४ जून, २००५

Number 1.

From the Daily News:
For the first time since WKTU (103.5 FM) started doing top-103 countdowns for each decade, Gloria Gaynor's "I Will Survive" is not No.1 for the '70s.

This shocking news came out when 'KTU did its latest countdown and the Bee Gees' "Stayin' Alive" bumped Gloria to No.2.

Prince's "1999" was No.1 for the '80s, while Madonna's "Vogue" was No.1 for the '90s.

So dance music ruled for thirty years? If you'd have told me in 1976 that was going to happen, I would have broken down and cried!

It seems to me they didn't even get the best Prince song from the '80s, but I think what happens with these things is that something becomes iconic, so that it's not the song so much anymore but everything it's come to symbolize. Like for example, the way life is just a party and you wouldn't even care if it was Judgment Day, people were running everywhere, and, of course, the sky was all purple. Somehow that sums up how, looking back, you feel about the 80s.

So what are we to make of "Stayin' Alive" upsetting "I Will Survive"? Our idea of the 70s, up until recently, entailed a woman summoning up her inner powers, and now the decade feels more like a man just struggling to get by. As with "1999," we've got destruction all around -- "Feel the city breakin' and ev'rybody shakin'" -- and the singer's way to deal with it is to party: "Got the wings of heaven on my shoes/I'm a dancin' man and I just can't lose."

And actually, "Vogue" tells the same story. There's "heartache" and "the pain of life" "everywhere," and the solution: "It's called a dance floor."

So there's your formula for popular music: acknowledge that the pain of the real world and present dancing -- to this very song -- as the solution. People love that.

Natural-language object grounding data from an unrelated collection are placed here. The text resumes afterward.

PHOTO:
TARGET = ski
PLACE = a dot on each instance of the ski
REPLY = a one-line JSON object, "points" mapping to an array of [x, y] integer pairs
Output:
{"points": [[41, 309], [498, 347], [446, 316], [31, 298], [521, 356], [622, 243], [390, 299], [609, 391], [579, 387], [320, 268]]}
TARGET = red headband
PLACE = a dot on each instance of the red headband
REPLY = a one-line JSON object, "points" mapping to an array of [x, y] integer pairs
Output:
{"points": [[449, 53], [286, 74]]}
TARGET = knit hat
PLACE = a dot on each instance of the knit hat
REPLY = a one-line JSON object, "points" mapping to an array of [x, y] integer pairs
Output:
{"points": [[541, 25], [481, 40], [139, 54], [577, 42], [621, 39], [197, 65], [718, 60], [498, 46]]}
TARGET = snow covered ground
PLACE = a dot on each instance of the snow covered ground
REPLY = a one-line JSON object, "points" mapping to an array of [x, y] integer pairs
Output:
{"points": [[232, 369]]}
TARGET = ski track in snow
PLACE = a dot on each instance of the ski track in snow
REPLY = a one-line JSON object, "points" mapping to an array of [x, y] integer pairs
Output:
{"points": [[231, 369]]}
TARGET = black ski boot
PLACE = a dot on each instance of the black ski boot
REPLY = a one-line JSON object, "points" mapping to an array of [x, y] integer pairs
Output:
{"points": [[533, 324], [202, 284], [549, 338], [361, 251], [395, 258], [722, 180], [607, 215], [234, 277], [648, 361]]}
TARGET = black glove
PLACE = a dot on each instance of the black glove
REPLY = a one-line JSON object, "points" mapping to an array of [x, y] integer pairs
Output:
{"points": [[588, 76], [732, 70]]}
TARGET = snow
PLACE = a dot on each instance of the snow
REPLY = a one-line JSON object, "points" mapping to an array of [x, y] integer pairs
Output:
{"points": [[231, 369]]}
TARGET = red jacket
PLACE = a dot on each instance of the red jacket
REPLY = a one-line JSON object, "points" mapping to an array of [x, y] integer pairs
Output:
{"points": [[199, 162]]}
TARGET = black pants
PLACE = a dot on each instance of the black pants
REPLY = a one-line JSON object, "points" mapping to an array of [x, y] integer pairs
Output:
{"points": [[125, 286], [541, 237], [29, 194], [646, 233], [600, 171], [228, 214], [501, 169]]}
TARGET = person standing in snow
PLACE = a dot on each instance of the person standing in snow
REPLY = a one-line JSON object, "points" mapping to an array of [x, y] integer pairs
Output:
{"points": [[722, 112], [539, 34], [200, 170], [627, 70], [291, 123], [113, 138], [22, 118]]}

UPDATE: Looking at the WKTU website now, I can see the lists were specifically of dance songs. The Daily News didn't specify that, but I guess if you're in NY you know the station's format. Side note: I can remember listening to top 100 lists on a NY station in the mid-70s. Number 1 was always "In the Still of the Night."

५ टिप्पण्या:

docweasel म्हणाले...

Uh, who is doing the voting? And what format is that radio station? I would guess dance music. You can get as many different "rankings" as people have opinions, I don't put much stock in them. Recently Virgin UK listeners voted Oasis' "Wonderwall" the top song of all time, above #2 Bohemian Rhapsody and #3 Stairway to Heaven, at which point I pretty much dismissed the entire list -half the tunes and bands (Keane?? had 2, the only Elvis Costello song on the list was "Oliver's Army"??) I'd never heard of before and some sounded like they were recorded in someone's garage. Those lists are like opinions and elbows (to be polite), everyone's got one and they are pretty much worthless.

Ann Althouse म्हणाले...

While the lists are worthless as an answer to the question what was the best song, it's some kind of answer about pop culture, about how someone thinks about the past. Those UK surveys never make any sense to me, and the votes are skewed by having a limited list to choose from.

But now that you mention it, I checked the KTU website and can see these were specifically dance music lists, so I've got to do an update! Still, I can find better Prince songs on this very list.

JohnF म्हणाले...

As a New Yorker, who has had the misfortune of listening to KTU (as well as all other crappy radio stations here in NYC), KTUs format appears very simple: crappy, sentimental dance music that secretaries and homemakers in their late 30s to early 50s listen to.

Sorry to generalize, but that is its target demographic: downmarket women of middling education, and even more middling cultural experience.

But then all radio stations target similarly narrow demographics. This goes a long way to explaining why I would rather drill holes in my head with a dull butter knife than listen to the radio.

Radio has become an abhorrent mix of demography and marketing.

Ann Althouse म्हणाले...

Dick: You have no idea how much of a Prince fan I was in the 1980s.

Ann Althouse म्हणाले...

John: You need to get satellite radio. With the commercials eliminated and hundreds of channels, the market forces produce an entirely different effect. XM radio streams on-line, so you don't need a dish or a car or anything.